The platter incorporates an air gap between the upper and lower platter and weighs 15kg (33lbs). The lower platter is constructed with an Aluminium alloy outer shell with a metal matrix composite system inside. This provides the unique properties of increased mechanical strength as well as beneficial vibration characteristics. The hybrid design uses the Aluminum 5083 as the base metal and the Silicon Carbide and other compounds as the reinforcement material. The composition of each of the reinforcement materials plays a particular part in affecting the damping characteristics or mechanical strength. During development, the results of vibration tests carried out on this hybrid Aluminium metal matrix composite plate as well as the results obtained from computational analysis using software were interpreted to effectively determine the damping ratio, frequency, magnitude, phase angle and ultimately the dynamic behaviour of the composite materials used in this appliction.
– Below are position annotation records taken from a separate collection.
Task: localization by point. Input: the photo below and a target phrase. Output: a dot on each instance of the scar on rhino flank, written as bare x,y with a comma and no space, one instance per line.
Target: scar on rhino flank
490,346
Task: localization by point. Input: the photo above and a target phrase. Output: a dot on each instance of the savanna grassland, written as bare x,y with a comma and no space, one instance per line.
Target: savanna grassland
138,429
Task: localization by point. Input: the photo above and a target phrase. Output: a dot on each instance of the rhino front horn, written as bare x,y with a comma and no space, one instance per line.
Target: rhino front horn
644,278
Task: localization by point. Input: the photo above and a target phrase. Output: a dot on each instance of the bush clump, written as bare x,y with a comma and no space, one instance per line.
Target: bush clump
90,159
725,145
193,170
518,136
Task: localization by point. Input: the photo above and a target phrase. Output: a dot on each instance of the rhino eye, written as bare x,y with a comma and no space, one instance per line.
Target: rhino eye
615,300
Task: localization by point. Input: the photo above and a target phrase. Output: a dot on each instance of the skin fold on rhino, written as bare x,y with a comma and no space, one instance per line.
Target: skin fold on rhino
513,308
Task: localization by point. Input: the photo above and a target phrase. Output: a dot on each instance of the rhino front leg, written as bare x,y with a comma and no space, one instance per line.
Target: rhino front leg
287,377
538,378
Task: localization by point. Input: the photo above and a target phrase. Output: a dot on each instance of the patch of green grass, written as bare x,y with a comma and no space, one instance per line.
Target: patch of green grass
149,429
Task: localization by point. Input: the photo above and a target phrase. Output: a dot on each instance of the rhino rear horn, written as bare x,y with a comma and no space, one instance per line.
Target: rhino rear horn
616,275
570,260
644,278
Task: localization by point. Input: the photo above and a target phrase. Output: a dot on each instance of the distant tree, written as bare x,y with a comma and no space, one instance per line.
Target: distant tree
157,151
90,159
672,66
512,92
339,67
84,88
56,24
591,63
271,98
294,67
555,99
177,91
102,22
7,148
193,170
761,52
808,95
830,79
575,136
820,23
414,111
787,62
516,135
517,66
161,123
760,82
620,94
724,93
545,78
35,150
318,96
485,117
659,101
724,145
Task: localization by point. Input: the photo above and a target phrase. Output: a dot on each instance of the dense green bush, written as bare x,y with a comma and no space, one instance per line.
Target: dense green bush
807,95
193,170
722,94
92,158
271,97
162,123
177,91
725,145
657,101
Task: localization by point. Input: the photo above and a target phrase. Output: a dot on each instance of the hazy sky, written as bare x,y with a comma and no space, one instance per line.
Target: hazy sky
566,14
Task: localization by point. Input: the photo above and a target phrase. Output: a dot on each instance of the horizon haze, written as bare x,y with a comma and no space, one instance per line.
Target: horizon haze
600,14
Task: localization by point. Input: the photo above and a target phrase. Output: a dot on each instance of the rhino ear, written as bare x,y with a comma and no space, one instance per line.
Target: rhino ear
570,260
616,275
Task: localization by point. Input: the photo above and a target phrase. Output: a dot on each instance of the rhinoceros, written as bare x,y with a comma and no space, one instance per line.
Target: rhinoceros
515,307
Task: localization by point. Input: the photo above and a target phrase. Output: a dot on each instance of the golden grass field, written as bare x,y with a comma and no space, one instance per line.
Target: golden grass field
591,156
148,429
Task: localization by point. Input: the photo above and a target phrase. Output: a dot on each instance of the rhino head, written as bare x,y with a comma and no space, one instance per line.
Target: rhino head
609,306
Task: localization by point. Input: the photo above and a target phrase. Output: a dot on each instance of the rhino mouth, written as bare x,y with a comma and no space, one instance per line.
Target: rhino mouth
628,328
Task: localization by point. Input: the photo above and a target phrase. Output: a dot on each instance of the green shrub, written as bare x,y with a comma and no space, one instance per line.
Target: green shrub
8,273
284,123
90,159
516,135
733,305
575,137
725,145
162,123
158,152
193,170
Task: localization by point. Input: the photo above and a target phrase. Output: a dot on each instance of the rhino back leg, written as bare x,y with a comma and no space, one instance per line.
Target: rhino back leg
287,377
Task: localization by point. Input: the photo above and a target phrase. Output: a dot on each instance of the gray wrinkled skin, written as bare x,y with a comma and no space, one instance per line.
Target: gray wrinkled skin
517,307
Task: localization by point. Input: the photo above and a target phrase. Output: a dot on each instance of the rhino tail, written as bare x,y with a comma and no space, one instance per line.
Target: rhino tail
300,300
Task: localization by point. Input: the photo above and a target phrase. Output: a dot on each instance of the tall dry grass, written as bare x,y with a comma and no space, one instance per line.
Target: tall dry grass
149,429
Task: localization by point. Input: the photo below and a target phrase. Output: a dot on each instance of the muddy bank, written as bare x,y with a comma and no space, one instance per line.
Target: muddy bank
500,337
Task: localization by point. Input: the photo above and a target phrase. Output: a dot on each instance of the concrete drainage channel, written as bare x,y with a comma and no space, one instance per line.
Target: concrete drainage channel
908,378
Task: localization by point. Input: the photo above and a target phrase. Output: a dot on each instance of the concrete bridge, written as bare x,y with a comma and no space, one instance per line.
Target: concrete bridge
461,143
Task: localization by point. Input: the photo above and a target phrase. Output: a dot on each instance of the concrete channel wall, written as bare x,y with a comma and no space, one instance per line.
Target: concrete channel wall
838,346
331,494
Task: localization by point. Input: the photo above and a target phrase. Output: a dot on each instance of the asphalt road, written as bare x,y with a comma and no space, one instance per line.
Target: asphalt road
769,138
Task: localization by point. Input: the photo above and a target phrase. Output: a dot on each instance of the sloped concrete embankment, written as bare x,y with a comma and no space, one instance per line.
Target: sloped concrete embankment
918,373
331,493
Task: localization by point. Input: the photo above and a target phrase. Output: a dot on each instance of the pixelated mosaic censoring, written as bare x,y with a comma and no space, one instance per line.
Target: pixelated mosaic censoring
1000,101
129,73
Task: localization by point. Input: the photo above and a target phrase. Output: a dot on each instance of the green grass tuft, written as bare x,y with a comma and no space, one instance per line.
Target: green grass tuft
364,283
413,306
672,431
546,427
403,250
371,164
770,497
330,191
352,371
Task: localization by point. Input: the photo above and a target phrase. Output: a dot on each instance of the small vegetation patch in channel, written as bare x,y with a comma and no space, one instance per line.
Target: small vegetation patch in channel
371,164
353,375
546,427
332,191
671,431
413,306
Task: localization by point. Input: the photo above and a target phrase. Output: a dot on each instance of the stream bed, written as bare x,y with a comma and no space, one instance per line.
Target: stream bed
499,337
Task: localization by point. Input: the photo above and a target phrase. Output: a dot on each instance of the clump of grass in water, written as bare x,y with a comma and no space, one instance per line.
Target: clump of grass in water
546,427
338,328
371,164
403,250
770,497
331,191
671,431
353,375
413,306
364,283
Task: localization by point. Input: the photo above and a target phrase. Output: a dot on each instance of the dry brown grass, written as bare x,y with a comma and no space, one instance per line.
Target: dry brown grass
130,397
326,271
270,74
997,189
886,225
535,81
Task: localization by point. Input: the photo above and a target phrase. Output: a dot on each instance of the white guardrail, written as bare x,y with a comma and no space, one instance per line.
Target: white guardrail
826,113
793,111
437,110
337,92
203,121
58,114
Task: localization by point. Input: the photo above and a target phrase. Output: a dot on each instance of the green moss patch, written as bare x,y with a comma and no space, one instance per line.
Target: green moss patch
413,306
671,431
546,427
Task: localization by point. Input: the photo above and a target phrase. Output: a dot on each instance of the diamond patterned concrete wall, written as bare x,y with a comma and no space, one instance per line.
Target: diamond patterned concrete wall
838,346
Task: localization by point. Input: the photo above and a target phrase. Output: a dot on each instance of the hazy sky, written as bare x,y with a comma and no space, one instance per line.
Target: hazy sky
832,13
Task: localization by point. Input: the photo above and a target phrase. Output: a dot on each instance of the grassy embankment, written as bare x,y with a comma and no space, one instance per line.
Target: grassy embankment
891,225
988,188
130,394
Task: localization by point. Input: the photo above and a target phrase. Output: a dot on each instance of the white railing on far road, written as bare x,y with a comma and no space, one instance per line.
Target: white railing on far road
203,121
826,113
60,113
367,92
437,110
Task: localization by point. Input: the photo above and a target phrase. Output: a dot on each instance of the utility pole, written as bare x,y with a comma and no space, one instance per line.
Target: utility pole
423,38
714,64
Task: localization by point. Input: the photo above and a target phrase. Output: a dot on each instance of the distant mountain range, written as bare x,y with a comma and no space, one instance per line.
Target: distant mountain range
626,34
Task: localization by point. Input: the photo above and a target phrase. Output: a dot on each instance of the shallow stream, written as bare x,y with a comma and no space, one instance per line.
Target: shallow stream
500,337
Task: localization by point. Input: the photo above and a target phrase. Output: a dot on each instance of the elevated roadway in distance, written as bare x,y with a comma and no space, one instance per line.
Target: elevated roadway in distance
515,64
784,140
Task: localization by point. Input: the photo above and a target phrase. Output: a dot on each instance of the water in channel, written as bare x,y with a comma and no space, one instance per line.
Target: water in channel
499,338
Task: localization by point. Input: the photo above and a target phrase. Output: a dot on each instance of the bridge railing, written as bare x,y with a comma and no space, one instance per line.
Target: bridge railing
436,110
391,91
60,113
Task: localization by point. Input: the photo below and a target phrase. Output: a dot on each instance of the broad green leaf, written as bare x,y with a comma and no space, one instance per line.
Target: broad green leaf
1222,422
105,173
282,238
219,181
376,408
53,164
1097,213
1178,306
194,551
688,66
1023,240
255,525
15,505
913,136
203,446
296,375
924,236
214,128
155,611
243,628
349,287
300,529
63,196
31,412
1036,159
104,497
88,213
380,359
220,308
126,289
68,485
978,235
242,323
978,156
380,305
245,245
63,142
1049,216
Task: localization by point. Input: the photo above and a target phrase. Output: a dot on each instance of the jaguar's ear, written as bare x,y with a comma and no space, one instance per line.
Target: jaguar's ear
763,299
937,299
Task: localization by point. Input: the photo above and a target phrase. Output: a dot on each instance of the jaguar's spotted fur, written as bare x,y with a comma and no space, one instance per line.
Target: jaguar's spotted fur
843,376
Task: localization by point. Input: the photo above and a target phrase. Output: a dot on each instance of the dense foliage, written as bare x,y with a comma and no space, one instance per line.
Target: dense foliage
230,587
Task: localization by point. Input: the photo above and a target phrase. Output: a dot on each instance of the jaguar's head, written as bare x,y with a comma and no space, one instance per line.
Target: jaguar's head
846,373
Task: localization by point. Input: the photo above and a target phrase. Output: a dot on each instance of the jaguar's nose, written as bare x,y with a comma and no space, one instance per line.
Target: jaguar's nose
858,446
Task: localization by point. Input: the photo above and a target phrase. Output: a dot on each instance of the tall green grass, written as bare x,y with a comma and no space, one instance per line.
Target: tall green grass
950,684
Helix turntables use an Edge Damping Ring which damps the platter and LP edge and a damping mat to interface with the LP. The Spindle/Spindle Housing is engineered for high reliability and ultra-low noise operation. Specially sourced Maraging Steel is used to provide the desired precision and low thermal & flex characteristics. Located at the bottom of the spindle, a ceramic ball is used for trouble-free operation on a quiet thrust pad. The high-tech lubrication system is sourced from the aeronautical engineering field to ensure low noise operation.
The Record Clamp
The record clamp is designed for ease of operation and secures the LP effectively on the platter surface and flattens even severe warps in poor quality LP’s.
The clamp is a multi-piece design which has a reduced damage profile in the event a user accidentally drops the clamp onto an LP during operation.
The Motor & Belts
A Swiss-manufactured precision single spindle high-torque motor featuring zero cogging is used. The motor can supply up to 100 watts of power for the most demanding control needs. By using sophisticated control software, the belt system is gently started and bought to rest to avoid premature wear. Speeds are factory set and highly accurate. The Helix One series has a speed adjustment feature located on the PowerBase for final in-room tweaking. This is used to counter the real-world speed variations caused by temperature, humidity, lubrication variables, etc.
Dual high damping o-ring belts are provided for stable drive transmission. The use of two belts is a Döhmann Audio innovation.
Armboard Assemblies
The Helix One supplies two armboards (for dual arms) that are removable and can be pre-drilled for most commercially available arms or left blank for future use and the Helix Two supplies one armboard facility. The armboards are able to be fitted or removed externally with arms mounted. No need to dismantle and recalibrate. The chassis has a damped tubular cross-section underneath which precisely locates the armboards relative to the bearing and platter. This provides a very rigid system with minimal flex and movement.